Regis Michelena

4/23/02

 

            Imagine, if you will, a magical place. A happy, joyous land full of happiness and joy, as well as other pleasant redundancies, a world where I have to fend off women with a cattle prod because they want me and my mad accordion skills as if I were a Backstreet Boy, but talented.

            You’ve probably all been there. Think about it: if women want me and my mad accordion skills, I must be dreaming.

            Yes, I like dreaming because of one inherent condition: I’m sleeping. Sleep is great for a few reasons other than making dreaming possible. First off, I can’t be doing Statics homework if I’m sleeping. Granted, I could be sleeping while doing Statics homework, but not the other way around. I’m not sure if it’s like the square-rectangle relationship or if it’s more of a Zen kind of thing.

            Sleeping is also nice because I’m not tired if I do it enough, and it is a time when I can stop thinking about third-world debt and its everyday impact on the twenty-first century man. In a word, sleep is great. Not the best thing that I’ll ever do, but still a very good thing.

            But it would be unthinkable for some people to just let me sleep and escape the implications of third-world debt. A snowball has a better chance in a microwave.

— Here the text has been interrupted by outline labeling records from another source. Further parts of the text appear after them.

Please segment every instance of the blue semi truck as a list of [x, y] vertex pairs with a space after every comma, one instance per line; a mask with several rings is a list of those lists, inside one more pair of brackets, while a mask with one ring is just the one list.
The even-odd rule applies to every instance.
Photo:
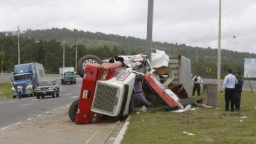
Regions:
[[12, 92], [13, 98], [17, 96], [18, 86], [22, 86], [22, 96], [35, 96], [35, 89], [45, 77], [43, 65], [38, 63], [29, 63], [14, 66]]

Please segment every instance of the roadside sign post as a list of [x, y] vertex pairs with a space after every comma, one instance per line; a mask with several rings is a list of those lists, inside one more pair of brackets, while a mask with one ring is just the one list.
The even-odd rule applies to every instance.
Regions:
[[152, 47], [152, 31], [153, 31], [153, 8], [154, 0], [148, 2], [148, 20], [147, 31], [147, 57], [151, 62], [151, 49]]

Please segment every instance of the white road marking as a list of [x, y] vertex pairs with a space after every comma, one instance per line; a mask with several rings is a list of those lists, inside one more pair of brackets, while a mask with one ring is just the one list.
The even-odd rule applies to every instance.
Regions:
[[21, 105], [20, 107], [28, 106], [32, 105], [32, 104], [33, 104], [33, 103], [30, 103], [30, 104], [24, 104], [24, 105]]
[[9, 102], [12, 102], [24, 101], [26, 100], [31, 99], [33, 99], [33, 97], [26, 98], [26, 99], [19, 99], [19, 100], [10, 100], [10, 101], [7, 101], [7, 102], [0, 102], [0, 104], [9, 103]]
[[1, 129], [0, 130], [4, 130], [4, 129], [7, 129], [7, 127], [4, 127]]
[[17, 123], [15, 124], [14, 125], [19, 125], [20, 124], [21, 124], [21, 122], [17, 122]]

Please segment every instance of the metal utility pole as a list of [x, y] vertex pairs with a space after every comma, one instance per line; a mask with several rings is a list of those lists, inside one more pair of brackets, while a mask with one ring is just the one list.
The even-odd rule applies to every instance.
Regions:
[[147, 56], [151, 62], [151, 49], [152, 47], [154, 0], [148, 2], [148, 21], [147, 31]]
[[3, 74], [3, 67], [4, 66], [3, 65], [3, 59], [4, 59], [4, 45], [2, 47], [2, 71], [1, 73]]
[[221, 73], [221, 0], [220, 0], [219, 8], [219, 36], [218, 36], [218, 70], [217, 70], [217, 81], [218, 90], [220, 90], [220, 73]]
[[20, 65], [20, 27], [18, 26], [18, 64]]
[[76, 41], [76, 74], [77, 72], [77, 41]]
[[65, 38], [63, 38], [63, 67], [65, 67]]

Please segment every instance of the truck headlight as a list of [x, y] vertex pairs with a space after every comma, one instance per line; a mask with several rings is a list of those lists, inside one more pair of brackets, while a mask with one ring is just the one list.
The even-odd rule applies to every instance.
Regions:
[[12, 87], [12, 92], [15, 92], [15, 89], [14, 88], [14, 87]]
[[32, 85], [29, 85], [27, 86], [27, 90], [32, 90], [33, 89], [33, 86]]

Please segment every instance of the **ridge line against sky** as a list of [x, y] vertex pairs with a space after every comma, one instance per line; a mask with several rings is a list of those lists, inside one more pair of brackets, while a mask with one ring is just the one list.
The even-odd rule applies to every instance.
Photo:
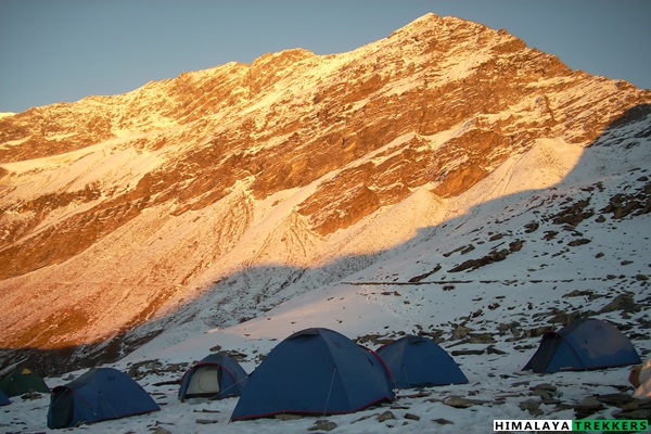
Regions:
[[267, 52], [355, 50], [432, 12], [651, 88], [649, 0], [0, 0], [0, 113], [118, 94]]

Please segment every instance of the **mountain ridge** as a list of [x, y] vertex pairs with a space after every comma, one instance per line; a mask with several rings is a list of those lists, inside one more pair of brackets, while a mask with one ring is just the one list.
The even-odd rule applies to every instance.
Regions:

            Slightly before two last Thursday morning, the residents of McIntyre Hall- this includes me- awoke to a really annoying sound. The good news was that it was not Marie Osmond dueting with Axl Rose on a rendition of “I’ve Got You, Babe.” The bad news was, it was a fire alarm. And that meant that I had to get out of bed.

            At first, I didn’t realize that it was indeed a fire alarm. I thought that it was my neighbor’s alarm going off at a gratuitously loud volume. Then I noticed, in my quasi-asleep state, that my neighbors don’t have an alarm that sounds that annoying.

            I got out of my lofted bed, put some pants on (I didn’t want to offend anybody, and I think they have laws against that kind of thing anyway), slipped into my shoes, and grabbed my coat. Then I opened the door, and, with my roommate, ventured into the hallway.

            If the sound of the alarm from inside my room was bad, the noise in the hallway was like ‘NSync in “Attack of the Clones”: really bad.

            We got to the stair well and began the descent from the seventh floor. With everyone else in the building on the stairs at the same time, I couldn’t help but feel like a cow going through a chute to get on a train or something like that.

            So I mooed.

            Oddly enough, it didn’t provoke an increase in profanities from those around me.

            So we get outside and stand in the cold. And in one instant, I had an epiphany: it is really ugly outside at two in the morning.

            At that point, my friends from within the hall found me and we went and sat in the lobby of Orr Hall for a really boring forty-five minutes of no sleep. I took very little consolation in the fact that I wasn’t doing Statics homework.

            Eventually, we got to go back into McIntyre. So I went up the seven flights of stairs back to my room, removed the aforementioned coat, shoes and pants, and got back into bed. I sighed with delight at the prospect of entering the possibility of returning to my cattle prod to fend the women off with.

            Then I heard a noise that was almost funny: one single whoop of the fire alarm.

            “Ha ha,” I thought to myself, as I got very comfortable. “That was almost funny.” And then it got extremely not funny.

            The fire alarm started again with a vengeance. Why the alarm would have vengeance, I cannot say. But it sounded like it did, and when you’re dealing with an alarm, sound is about all you have to go with.

            And so I had to get out of bed again. And put on pants and shoes again. And go down the stairs making mooing noises (with occasional profanity) again, find my friends again, and go over to the Orr Hall lobby again.

            But this time, I brought a book.

            And so I passed what would be an otherwise wasted forty minutes reading. The only problem was that my mind wasn’t fully functional, so I don’t remember most of what I read.

            And then they opened McIntyre for the second time. I went back up the seven flights of stairs again, removed the shoes and pants, and went to bed. I didn’t hear the alarm go off a third time. I stayed up a while thinking if a third alarm in a row would be funny or not. After all, funny things are supposed to come in threes.

            Hey, it was better than thinking about third-world debt.

            If the alarm ever went off again, nobody told me and I didn’t hear it over the screams of the women around me. I didn’t even hear much of a difference when I had to use my cattle prod in self defense.